先に結論
- そりを用いたレジステッドスプリントは、特に初期加速の改善に使える可能性があります。
- 最高速度局面の改善は統計的に明確ではありませんでした。
- 負荷なしのスプリント練習と比べて、そり牽引走の方が優れるとは確認されませんでした。
どんな研究か
2018年に『Sports Medicine』へ掲載されたシステマティックレビューとメタ分析です。健康な競技者を対象とした介入研究を集め、そり牽引走が加速局面、最高速度局面、スプリント全体へ与える効果を調べています。
- 研究対象
- 健康な競技者
- 主な競技
- 球技選手が中心
- 介入
- そり牽引走
- 比較
- 介入前後/対照群
- 評価
- 加速・最高速度
- 論文年
- 2018年
用語メモ:このノートの「そり牽引走」は、走者が後方のそりを引きながら走るレジステッドスプリントを指します。
何が分かったか
介入前後の比較では、加速局面とスプリント全体に改善が見られました。一方、最高速度局面の改善は統計的に明確ではありませんでした。

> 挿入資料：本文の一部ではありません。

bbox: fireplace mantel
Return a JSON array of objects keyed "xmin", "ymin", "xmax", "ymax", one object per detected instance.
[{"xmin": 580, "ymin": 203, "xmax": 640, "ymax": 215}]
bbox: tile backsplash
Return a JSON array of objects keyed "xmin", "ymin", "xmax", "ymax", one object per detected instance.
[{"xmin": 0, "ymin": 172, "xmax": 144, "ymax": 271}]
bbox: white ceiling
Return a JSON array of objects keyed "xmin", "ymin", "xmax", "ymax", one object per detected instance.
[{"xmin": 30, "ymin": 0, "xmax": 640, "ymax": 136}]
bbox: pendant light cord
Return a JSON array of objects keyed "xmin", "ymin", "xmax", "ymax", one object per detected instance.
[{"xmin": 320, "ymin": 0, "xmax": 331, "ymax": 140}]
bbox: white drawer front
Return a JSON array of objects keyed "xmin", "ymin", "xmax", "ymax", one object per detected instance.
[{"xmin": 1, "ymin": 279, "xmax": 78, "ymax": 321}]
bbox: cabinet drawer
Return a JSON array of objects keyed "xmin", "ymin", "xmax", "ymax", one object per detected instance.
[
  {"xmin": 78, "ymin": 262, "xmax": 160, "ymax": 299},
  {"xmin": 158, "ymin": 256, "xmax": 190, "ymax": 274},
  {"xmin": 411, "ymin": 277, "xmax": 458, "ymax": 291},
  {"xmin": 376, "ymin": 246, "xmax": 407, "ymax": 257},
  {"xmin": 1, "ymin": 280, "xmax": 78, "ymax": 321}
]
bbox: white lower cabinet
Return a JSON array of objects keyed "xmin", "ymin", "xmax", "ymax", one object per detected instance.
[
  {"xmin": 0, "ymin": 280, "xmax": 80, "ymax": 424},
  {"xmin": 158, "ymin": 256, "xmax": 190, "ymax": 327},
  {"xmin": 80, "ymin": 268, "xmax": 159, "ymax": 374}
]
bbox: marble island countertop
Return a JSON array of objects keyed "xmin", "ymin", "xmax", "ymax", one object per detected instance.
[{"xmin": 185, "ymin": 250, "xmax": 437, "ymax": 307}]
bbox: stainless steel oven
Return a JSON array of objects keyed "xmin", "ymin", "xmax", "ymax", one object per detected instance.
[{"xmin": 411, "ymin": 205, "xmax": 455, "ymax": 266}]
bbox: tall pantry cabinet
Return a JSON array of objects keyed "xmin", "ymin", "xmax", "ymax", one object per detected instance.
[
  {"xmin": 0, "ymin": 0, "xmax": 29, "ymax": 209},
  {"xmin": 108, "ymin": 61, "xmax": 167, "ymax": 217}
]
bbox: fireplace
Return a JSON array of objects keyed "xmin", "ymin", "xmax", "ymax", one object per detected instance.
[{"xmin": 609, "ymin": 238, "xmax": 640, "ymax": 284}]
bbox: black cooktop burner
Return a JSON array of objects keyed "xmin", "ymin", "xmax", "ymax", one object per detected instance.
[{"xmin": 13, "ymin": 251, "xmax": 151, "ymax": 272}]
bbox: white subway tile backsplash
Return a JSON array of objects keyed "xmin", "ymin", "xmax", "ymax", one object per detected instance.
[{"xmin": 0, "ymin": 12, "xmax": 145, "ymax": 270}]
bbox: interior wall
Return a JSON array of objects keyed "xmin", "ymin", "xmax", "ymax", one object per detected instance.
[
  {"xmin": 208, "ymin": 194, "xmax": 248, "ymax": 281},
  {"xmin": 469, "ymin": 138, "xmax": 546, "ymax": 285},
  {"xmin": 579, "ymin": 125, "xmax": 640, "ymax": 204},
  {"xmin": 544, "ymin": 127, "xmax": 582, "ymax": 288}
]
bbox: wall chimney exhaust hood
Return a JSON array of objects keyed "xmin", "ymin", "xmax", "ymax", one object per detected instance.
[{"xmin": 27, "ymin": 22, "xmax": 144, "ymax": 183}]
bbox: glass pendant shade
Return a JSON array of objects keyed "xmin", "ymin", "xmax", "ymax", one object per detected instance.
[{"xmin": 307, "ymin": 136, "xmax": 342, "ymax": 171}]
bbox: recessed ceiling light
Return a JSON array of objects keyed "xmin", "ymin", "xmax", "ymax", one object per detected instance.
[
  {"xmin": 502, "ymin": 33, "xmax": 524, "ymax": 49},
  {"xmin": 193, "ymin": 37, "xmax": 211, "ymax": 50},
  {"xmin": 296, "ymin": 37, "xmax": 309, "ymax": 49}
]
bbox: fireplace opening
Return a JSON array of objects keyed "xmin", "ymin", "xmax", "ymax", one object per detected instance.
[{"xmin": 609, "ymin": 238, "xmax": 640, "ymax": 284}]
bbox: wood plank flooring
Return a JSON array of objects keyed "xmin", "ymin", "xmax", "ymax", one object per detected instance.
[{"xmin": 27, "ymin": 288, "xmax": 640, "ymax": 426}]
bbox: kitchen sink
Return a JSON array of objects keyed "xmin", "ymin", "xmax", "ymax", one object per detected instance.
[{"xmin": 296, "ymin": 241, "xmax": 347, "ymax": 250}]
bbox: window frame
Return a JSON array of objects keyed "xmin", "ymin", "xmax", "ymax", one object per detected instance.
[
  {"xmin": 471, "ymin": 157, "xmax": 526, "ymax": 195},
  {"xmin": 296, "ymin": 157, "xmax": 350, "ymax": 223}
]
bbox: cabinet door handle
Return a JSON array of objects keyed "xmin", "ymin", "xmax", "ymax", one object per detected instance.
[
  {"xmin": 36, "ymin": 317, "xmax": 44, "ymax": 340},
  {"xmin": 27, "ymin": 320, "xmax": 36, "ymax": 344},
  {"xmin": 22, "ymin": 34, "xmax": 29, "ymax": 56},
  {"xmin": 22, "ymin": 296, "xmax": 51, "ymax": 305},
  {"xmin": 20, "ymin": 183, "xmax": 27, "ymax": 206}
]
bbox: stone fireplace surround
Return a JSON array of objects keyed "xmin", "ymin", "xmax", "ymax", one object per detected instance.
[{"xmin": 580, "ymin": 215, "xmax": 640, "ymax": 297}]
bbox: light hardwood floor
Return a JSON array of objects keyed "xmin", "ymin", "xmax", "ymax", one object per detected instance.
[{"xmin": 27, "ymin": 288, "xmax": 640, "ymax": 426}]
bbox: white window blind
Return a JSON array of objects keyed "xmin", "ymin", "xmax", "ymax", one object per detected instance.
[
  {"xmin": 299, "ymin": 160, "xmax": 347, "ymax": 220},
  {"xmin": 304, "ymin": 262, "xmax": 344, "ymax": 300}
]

重要なのは、対照群を設けた研究だけを見ると、そり牽引走群が対照群より大きく改善したとは確認できなかった点です。「そりを引けば速くなる可能性」は示していても、「通常のスプリントより効果的」という結論ではありません。
練習へどう読み替えるか
- 加速を狙う補助手段として使う。スタート直後や加速局面で、地面へ水平方向の力を加える練習として位置づけるのが研究結果に合います。
- 通常の全力疾走も残す。そり牽引走が負荷なしのスプリントより優れる証拠は不十分です。動作速度の高い通常走と組み合わせる方が自然です。
- フォームの崩れを観察する。負荷の大きさだけで効果を決められないため、姿勢、接地、速度低下を確認しながら個別に調整します。
この研究だけでは言えないこと
- 対象はサッカーやラグビーなどの男性競技者が多く、陸上短距離選手へそのまま当てはめられるとは限りません。
- 最適な負荷を体重比だけで一律に決められる結果ではありません。
- 100mレース全体や最高速度の改善を保証するものではありません。
- 研究ごとに負荷、距離、期間、競技レベルが異なります。
原論文
Alcaraz PE, Carlos-Vivas J, Oponjuru BO, Martínez-Rodríguez A. “The Effectiveness of Resisted Sled Training for Sprint Performance: A Systematic Review and Meta-analysis.” Sports Medicine. 2018;48(9):2143–2165.